Le Québec offre ainsi des possibilités de recherche qui devraient intéresser les chercheurs américains et européens. "Des six mutations liées à la dystrophie en question, celle du Québec est aussi celle qui est la plus répandue en Europe. Nous voulons donc montrer par cette recherche que les mutations qui sont communes au Québec reflètent celles qu'on peut rencontrer en Europe. L'avantage, c'est que les banques de données démographiques dont nous disposons et la petite taille du groupe fondateur permettent d'arriver très rapidement à des résultats qui ne seront pas différents de ce qu'on pourrait trouver en Europe. Le Québec est ainsi l'endroit idéal pour rechercher un gène mutant."
"De grandes découvertes sont à faire de ce côté", prédit le directeur de l'IREP.
Daniel Baril
Créé en 1994 sous la forme qu'on lui connaît aujourd'hui, l'Institut interuniversitaire de recherches sur les populations (IREP) regroupe sept universités et tire ses origines des travaux amorcés en 1971 par Gérard Bouchard, professeur à l'Université du Québec à Chicoutimi. Le professeur Bouchard dirigeait alors un vaste travail visant à utiliser les données des registres de l'état civil du Saguenay pour des recherches en histoire sociale et en démographie historique.

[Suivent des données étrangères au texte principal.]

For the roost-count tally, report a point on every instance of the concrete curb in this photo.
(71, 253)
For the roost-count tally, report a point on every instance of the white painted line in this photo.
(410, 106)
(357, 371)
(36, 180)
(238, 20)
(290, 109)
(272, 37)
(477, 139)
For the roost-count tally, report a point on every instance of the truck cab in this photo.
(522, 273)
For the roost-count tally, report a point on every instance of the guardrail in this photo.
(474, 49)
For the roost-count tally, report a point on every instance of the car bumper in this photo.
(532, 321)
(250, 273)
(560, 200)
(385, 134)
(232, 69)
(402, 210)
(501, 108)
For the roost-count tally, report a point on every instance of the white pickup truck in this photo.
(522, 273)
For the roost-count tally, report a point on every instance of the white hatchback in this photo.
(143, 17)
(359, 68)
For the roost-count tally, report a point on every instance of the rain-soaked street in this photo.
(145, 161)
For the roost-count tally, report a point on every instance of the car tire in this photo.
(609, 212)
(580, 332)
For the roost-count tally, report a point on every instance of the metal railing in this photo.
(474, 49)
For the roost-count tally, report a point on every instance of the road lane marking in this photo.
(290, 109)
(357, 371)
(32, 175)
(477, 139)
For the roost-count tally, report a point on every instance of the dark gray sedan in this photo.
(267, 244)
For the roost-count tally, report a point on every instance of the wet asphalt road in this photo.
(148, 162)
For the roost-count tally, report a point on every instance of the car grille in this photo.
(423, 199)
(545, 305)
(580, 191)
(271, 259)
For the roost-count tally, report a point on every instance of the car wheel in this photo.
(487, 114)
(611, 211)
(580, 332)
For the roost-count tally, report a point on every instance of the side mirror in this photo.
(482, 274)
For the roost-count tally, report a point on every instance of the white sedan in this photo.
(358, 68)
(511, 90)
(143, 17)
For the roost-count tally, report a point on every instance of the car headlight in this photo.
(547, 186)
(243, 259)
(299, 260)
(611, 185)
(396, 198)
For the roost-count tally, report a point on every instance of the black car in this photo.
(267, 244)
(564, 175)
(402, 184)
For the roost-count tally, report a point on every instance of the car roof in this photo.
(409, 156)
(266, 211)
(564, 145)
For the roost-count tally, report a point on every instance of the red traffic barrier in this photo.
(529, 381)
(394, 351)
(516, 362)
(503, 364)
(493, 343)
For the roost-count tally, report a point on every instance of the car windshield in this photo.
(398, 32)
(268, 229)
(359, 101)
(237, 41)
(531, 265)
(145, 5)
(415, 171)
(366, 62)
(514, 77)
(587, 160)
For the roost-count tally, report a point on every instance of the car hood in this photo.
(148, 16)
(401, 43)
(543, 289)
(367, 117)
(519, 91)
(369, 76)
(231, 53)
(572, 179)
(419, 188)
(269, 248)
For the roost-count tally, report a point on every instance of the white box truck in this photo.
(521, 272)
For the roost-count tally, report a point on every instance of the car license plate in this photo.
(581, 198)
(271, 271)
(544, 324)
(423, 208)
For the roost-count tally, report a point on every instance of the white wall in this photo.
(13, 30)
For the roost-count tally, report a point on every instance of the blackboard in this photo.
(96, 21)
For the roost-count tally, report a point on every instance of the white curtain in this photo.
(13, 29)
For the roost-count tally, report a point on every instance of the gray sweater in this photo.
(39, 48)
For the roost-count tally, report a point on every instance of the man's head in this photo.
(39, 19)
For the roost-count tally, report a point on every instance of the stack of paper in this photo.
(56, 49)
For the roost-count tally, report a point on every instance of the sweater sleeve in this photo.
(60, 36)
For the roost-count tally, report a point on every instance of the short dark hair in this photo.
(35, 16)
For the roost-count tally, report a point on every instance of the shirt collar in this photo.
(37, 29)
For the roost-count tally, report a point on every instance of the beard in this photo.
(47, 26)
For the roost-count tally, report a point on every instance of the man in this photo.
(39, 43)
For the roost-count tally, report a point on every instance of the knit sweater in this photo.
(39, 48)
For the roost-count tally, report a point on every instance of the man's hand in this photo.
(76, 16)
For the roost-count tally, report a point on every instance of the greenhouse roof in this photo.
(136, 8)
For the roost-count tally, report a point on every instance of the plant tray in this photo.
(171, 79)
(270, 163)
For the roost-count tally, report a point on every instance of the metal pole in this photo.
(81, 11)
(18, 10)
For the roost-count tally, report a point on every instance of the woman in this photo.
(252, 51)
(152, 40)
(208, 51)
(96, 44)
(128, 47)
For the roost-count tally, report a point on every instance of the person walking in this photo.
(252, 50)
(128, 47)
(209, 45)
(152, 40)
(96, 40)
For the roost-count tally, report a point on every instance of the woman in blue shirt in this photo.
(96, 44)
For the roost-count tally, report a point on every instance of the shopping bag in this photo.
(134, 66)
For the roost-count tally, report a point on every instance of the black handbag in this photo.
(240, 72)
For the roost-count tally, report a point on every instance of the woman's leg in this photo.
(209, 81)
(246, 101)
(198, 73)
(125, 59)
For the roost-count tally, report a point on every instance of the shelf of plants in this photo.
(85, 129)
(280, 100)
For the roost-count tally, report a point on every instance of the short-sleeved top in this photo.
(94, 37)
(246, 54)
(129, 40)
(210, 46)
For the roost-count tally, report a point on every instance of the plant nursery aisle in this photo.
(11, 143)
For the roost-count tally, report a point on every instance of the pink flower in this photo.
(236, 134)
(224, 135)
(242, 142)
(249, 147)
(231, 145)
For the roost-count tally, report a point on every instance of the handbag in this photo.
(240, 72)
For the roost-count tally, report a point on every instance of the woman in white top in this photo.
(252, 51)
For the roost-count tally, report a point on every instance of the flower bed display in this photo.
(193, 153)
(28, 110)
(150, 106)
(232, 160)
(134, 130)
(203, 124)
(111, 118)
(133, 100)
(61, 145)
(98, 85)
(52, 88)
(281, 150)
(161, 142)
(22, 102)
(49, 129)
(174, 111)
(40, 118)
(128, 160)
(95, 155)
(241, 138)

Le projet s'est ensuite étendu à l'ensemble du Québec et est maintenant connu sous le nom de fichier de population BALSAC, géré par l'IREP.
L'IREP poursuit un double objectif: étudier l'évolution de la société québécoise dans une perspective comparative et selon la problématique des collectivités neuves et poursuivre le développement du fichier BALSAC et son exploitation dans le domaine des sciences sociales et de la génétique humaine.
Les activités scientifiques comprennent quatre volets: la gestion et l'élaboration de banques de données; le Programme de recherches sur la démographie, l'économie et les structures sociales; le Programme de recherches en génétique des populations; et le Programme de recherches sur les dynamiques culturelles.